Establishment and characterization of malignant rhabdoid tumor of
the kidney.Oncol
Rep. 2001 Jan-Feb;8(1):43-8.
Malignant
rhabdoid tumor of the kidney (MRTK) is a highly aggressive tumor
which occurs in childhood and which is histologically
characterized by the existence of eosinophilic intracytoplasmic
inclusions. We established and characterized a cell line from this
tumor with histological, immunohistochemical and cytogenetical
analysis. Histologically, the tumor cells demonstrate typical
eosinophilic inclusions, while immunohistochemically the cells
demonstrate common mesenchymal and epithelial differentiation.

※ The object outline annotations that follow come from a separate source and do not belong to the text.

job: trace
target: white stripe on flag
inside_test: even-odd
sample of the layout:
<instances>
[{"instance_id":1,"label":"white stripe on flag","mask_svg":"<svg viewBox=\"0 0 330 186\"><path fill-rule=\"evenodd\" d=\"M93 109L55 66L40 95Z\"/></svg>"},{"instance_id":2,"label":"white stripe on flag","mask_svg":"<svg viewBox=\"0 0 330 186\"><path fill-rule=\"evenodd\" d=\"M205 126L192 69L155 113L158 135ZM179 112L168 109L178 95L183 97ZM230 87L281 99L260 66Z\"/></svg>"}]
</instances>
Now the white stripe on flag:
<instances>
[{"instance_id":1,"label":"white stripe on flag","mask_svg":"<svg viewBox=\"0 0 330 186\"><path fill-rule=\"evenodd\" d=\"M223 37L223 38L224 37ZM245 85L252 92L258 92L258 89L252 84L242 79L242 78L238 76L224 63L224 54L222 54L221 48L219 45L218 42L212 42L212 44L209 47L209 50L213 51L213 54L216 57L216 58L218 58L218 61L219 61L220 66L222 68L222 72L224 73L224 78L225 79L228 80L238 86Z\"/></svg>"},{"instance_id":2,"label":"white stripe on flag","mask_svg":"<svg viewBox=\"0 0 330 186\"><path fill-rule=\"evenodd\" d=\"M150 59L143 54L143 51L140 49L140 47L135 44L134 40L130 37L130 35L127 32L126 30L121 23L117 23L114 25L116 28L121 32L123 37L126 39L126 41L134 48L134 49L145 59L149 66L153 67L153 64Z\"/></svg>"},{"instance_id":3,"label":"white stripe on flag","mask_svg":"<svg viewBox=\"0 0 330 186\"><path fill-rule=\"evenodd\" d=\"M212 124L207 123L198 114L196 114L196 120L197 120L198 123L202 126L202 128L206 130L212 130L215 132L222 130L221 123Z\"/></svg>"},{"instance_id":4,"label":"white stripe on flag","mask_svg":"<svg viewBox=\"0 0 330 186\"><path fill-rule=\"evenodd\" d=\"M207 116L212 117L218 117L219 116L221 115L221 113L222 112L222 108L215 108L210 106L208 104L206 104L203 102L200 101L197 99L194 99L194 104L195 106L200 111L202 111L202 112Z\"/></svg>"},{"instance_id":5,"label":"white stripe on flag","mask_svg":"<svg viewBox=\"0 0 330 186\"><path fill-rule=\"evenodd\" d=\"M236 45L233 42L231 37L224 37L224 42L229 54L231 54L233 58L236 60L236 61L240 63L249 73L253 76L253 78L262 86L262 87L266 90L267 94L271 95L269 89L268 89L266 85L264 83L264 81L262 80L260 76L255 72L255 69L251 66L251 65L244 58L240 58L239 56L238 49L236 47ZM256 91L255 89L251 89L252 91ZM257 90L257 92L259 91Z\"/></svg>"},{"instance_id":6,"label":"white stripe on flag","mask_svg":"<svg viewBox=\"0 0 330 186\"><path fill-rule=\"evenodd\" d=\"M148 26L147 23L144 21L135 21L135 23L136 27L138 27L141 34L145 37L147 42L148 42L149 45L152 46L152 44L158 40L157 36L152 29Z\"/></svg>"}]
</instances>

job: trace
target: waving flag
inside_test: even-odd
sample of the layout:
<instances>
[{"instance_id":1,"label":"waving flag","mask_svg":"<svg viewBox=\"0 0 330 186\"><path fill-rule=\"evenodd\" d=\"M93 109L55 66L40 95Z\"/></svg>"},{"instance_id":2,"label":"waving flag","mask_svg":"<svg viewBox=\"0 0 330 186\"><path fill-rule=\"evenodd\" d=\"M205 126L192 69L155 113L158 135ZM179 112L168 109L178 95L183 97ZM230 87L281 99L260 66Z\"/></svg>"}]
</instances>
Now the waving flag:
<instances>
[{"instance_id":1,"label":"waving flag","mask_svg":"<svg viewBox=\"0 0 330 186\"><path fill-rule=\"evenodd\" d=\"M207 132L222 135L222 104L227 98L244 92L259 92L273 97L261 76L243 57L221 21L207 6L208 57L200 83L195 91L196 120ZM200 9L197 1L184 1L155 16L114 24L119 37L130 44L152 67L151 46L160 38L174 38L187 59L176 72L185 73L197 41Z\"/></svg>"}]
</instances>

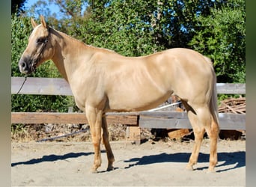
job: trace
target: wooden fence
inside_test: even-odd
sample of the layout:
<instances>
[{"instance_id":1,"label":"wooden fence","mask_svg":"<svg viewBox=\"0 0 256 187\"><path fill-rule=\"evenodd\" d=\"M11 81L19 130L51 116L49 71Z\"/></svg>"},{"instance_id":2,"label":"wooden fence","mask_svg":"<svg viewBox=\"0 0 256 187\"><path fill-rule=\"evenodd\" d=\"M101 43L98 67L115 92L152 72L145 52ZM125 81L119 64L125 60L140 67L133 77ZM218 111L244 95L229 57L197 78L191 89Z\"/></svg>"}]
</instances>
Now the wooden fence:
<instances>
[{"instance_id":1,"label":"wooden fence","mask_svg":"<svg viewBox=\"0 0 256 187\"><path fill-rule=\"evenodd\" d=\"M11 78L11 94L16 94L24 78ZM245 84L217 83L218 94L246 94ZM19 94L72 96L63 79L27 78ZM138 139L140 128L192 129L186 112L141 111L106 114L108 123L127 124L130 139ZM219 114L221 129L246 129L246 114ZM12 123L87 123L84 113L12 112ZM135 138L137 137L137 138Z\"/></svg>"}]
</instances>

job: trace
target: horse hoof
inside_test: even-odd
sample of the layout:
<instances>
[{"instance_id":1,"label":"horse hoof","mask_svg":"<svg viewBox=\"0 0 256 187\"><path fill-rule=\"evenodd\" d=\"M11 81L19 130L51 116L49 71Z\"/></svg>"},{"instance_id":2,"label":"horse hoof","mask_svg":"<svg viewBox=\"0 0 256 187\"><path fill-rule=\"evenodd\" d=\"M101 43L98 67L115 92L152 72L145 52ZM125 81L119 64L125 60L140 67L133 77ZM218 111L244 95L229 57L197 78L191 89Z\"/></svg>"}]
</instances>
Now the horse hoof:
<instances>
[{"instance_id":1,"label":"horse hoof","mask_svg":"<svg viewBox=\"0 0 256 187\"><path fill-rule=\"evenodd\" d=\"M95 168L91 168L91 174L97 174L98 171L97 171L97 170L95 169Z\"/></svg>"},{"instance_id":2,"label":"horse hoof","mask_svg":"<svg viewBox=\"0 0 256 187\"><path fill-rule=\"evenodd\" d=\"M193 168L192 166L187 165L187 166L186 167L186 171L194 171L195 169Z\"/></svg>"},{"instance_id":3,"label":"horse hoof","mask_svg":"<svg viewBox=\"0 0 256 187\"><path fill-rule=\"evenodd\" d=\"M216 174L216 171L215 171L215 169L208 169L207 171L207 174Z\"/></svg>"}]
</instances>

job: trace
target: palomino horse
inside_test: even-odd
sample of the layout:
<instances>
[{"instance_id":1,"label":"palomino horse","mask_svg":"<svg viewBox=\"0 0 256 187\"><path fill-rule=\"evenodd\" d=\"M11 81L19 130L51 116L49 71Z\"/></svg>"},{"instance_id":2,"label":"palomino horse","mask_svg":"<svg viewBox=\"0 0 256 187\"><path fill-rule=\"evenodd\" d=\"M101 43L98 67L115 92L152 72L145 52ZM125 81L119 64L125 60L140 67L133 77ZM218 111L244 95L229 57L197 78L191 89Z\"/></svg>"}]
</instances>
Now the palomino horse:
<instances>
[{"instance_id":1,"label":"palomino horse","mask_svg":"<svg viewBox=\"0 0 256 187\"><path fill-rule=\"evenodd\" d=\"M179 96L188 111L195 145L186 168L197 163L203 135L210 139L209 171L217 163L219 120L216 78L210 60L187 49L172 49L143 57L124 57L113 51L88 46L31 19L34 30L19 67L29 74L52 59L70 84L76 103L85 111L94 148L92 171L101 165L101 129L112 170L106 120L107 111L135 111L154 108L171 94Z\"/></svg>"}]
</instances>

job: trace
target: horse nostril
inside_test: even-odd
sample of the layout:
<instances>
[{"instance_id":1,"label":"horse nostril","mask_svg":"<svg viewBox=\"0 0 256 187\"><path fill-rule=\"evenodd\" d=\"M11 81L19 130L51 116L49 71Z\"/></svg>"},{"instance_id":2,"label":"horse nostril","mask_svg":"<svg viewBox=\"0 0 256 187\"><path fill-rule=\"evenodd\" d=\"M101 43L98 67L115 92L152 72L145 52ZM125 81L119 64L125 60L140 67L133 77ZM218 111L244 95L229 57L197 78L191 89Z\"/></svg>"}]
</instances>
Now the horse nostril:
<instances>
[{"instance_id":1,"label":"horse nostril","mask_svg":"<svg viewBox=\"0 0 256 187\"><path fill-rule=\"evenodd\" d=\"M22 67L22 68L25 68L25 67L26 67L25 63L25 62L22 62L22 63L21 63L21 67Z\"/></svg>"}]
</instances>

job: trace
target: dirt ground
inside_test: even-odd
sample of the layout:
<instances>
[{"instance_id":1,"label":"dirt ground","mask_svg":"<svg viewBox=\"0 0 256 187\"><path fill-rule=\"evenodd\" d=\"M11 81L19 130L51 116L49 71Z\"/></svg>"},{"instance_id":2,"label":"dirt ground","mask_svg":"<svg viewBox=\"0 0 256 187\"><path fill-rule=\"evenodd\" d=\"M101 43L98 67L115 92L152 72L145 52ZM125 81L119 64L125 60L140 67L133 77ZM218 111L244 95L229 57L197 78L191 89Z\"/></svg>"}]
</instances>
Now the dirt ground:
<instances>
[{"instance_id":1,"label":"dirt ground","mask_svg":"<svg viewBox=\"0 0 256 187\"><path fill-rule=\"evenodd\" d=\"M148 141L140 145L112 141L115 169L102 166L90 173L93 147L89 142L13 142L12 186L246 186L246 141L220 140L216 172L208 174L209 140L204 139L197 169L184 168L192 141Z\"/></svg>"}]
</instances>

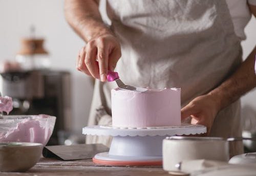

Although the conventional karyotyping of this tumor lacked the
abnormalities of 22q chromosome, Southern blot analysis and
microsatellite analysis verified abnormalities of the BCR gene and
of the hSNF5/INI1 gene. Despite the variety of locations, these
common genetic abnormalities appear to contribute to distinguish
rhabdoid tumor from such other small round cell tumors as
primitive neuroectodermal tumor, rhabdomyosarcoma, poorly
differentiated synovial sarcoma and desmoplastic small round cell
tumor.
Malignant
rhabdoid tumor: A phenotype? An entity?--A controversy revisited.:
Adv Anat Pathol.
2000 May;7(3):181-90.
The
term malignant rhabdoid tumor (MRT) has been used to describe a
heterogeneous group of neoplasms, having in common distinct
so-called "rhabdoid" cytologic features. The recent discovery of a
candidate tumor suppressor gene for MRT, INI1 on chromosome
(Ch)22q11.2, has re-established this neoplasm as a distinct
entity. Malignant rhabdoid tumor may arise either de novo from
nonneoplastic cells or through tumor progression from other types
of neoplasms. These latter tumors, in which other nonrhabdoid
tumor components are identified, may be termed composite MRT. In
order to avoid misdiagnosing MRT as other types of neoplasia, one
must keep in mind three distinct clinicopathologic features--young
age of onset, variable histologic and immunohistochemical
patterns, and an aggressive infiltrative character. In difficult
cases, cytogenetics, fluorescence in situ hybridization (FISH),
and molecular genetic analysis may assist in diagnosing MRT.
Rhabdoid tumor
of kidney. A report of 111 cases from the National Wilms' Tumor
Study Pathology Center.Am
J Surg Pathol. 1989 Jun;13(6):439-58.
We review 111
cases of rhabdoid tumor of kidney (RTK), including 79 entered on
the National Wilms' Tumor Study (NWTS). Median age at diagnosis
was 11 months, with a range from 0 to 106 months. The male:female
ratio was 1.5:1. Gross features included a characteristic
involvement of perihilar renal parenchyma. A wide histological
spectrum was encountered, including nine major morphological
patterns (classical, epithelioid, sclerosing, lymphomatoid,
histiocytoid, etc.). These appearances invite confusion with other
renal neoplasms. Ultrastructural studies were performed in 20
cases; immunocytochemical studies were performed in 11. Vimentin
was demonstrated in all tumors; epithelial membrane antigen was
seen in 7. Nonspecific decoration of cytoplasmic inclusions by a
variety of immunostains was found in several cases. Several
findings suggested that RTK might arise from primitive cells
involved in formation of the renal medulla. There was no evidence
of a histogenetic relationship to Wilms' tumor, although RTK may
overlap with mesoblastic nephroma and clear cell sarcoma. Of the
70 NWTS patients with adequate follow-up, 56 (80%) have died.
Every patient presenting with distant metastases died, whereas 10
of 20 with negative nodes survived. Survival rates were higher for
girls (56.3% versus 11.1%). None of the histological variables had
independent prognostic significance.